Hartman Reserve is home to many trails including paved, unpaved, and water. There are over 6 mi worth of walking trails. The most notorious of these trails is the American Discovery Trail. All of the water trails lead into the Cedar River, George Wyth Memorial State Park, and the many lakes on the reserve. The walking trails are dispersed throughout the reserve with varying levels of difficulties. During the winter, snowshoe trails are available that replace the regular walking trails.
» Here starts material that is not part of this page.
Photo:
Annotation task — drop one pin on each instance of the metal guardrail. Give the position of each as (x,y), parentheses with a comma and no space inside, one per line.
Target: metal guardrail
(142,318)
The trails can be used anyday between sunrise and sunset

The Gene and Betty Buckles Program Center is an environmentally friendly building. All of the material used to build and furnish the building is made from recycled materials. The floor of the porch is made from recycled tires. The building structure is used from recycled telephone poles and recycled paper. The carpet is made from recycled pop bottles and all of the lightbulbs are fluorescent and approved to be eco-friendly. The building is used for programs that are sponsored by Hartman and are also available to rent.

The Interpretive Center is the main building. There are year-round exhibits that include the history of Hartman and live animals that can be found on the Reserve. The main office is also located in the Interpretive Center where visitors can rent snowshoes during the winter. Both buildings are open Monday - Friday 8:30 am to 4:30 pm and Sunday 1:00 pm to 5:00 pm.